Cevap :
Bu edebî topluluk, Recaizade Mahmut Ekrem'in yönlendirmesiyle bir grup genç sanatçının Servet-i Fünun dergisi etrafında toplanmasıyla oluşur. Bu sanatçılar, Tevfik Fikret, Cenap Sahabettin, Mehmet Rauf, Hüseyin Cahit, Celal Sahir, Ahmet Hikmet, Ali Ekrem ve Hüseyin Suat'tır. Servet-i Fünun topluluğuna daha sonra Halit Ziya Uşaklıgil de katılmıştır. Servet-i Fünun Edebiyatı, "Edebiyat-ı Cedide" olarak da bilinir. Servet-i Fünuncuların iyi bir eğitim almaları, Batı anlayış ve kültürünün hakim olduğu okullarda okudukları sırada Batılı sanatçıları yakından öğrenmeleri ve hemen hemen hepsinin orta tabaka ailelerden gelmeleri, onlarda ortak bir sanat zevkinin doğmasını sağlamıştır. Fakat aynı sanat zevkine sahip olmalarına rağmen bu zevki eserlerine yansıtış biçimlerinin farklı olduğu unutulmamalıdır. Bu edebiyatta Tanzimat'ta olduğu gibi siyasi bir yön ve aksiyon yoktur. Batı'ya aşırı düşkünlük vardır. Bu da Servet-i Fünuncuların en çok eleştirilen özelliklerindendir. Memleket meseleleri ve Anadolu insanının yaşayışı, bazı küçük denemeler dışında bu edebiyatta mevcut değildir. Yaşadıkları siyasi devir onların, gerçeklerden kaçmalarına, halkın sorunlarıyla ilgilenmemelerine sebep olmuştur.

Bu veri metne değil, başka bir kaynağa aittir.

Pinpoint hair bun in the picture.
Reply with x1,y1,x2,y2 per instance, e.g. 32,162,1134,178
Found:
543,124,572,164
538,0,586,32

Servet-i Fünun Edebiyatı 1895 yılında başladı. Bu yılın sonlarında Recaizade'nin teşvik ve aracılığıyla, Servet-i Fünun dergisinin başyazarlığı, onun en kıymetli talebesi Tevfik Fikret'e verildi. Bu sanat çizgisine dahil olup başka dergilerde (Mektep, Maarif, Hazine-i Fünûn, Mirsat ve Malumat) yazan birçok şair ve yazar Serveti Fünun'da toplandı ve hep birden Servet-i Fünun edebiyatı denilen bir edebi çığırı açtılar. Servet-i Fünun Edebiyatı, aslında bir eski - yeni çatışmasının ürünüdür. Tanzimat Edebiyatı'nın klasik edebiyatı savunan sanatçılarıyla yeniliği savunan sanatçıların arasındaki tartışmalar, bu edebiyatın oluşmasına zemin hazırlamıştır. Ayrıca Batı kültürüyle yetişmiş genç sanatçıların, Tanzimat sanatçılarının edebiyatta yaptıkları yenilikleri yeterli görmemeleri de Servet-i Fünun Edebiyatı'nın oluşmasında bir başka etkendir. Servet-i Fünun sanatçıları, II. Abdülhamit döneminin siyasi şartlarından dolayı toplumsal konulara değinmemişler, bireysel konuları tercih etmişlerdir. Bu yüzden Servet-i Fünun döneminde eserler, "sanat için sanat" ilkesiyle ortaya konmuştur. 1901'de Hüseyin Cahit Yalçın'ın Fransız İhtilalini konu alan "Edebiyat ve Hukuk" adlı çevirisinin, Servet-i Fünun dergisinde yayınlanmasıyla dergi kapatılmıştır. Derginin kapatılmasıyla birlikte Servet-i Fünuncular dağılmıştır. Bu dergi bir ay sonra tekrar çıktıysa da dağılan grup bir daha toplanamamıştır.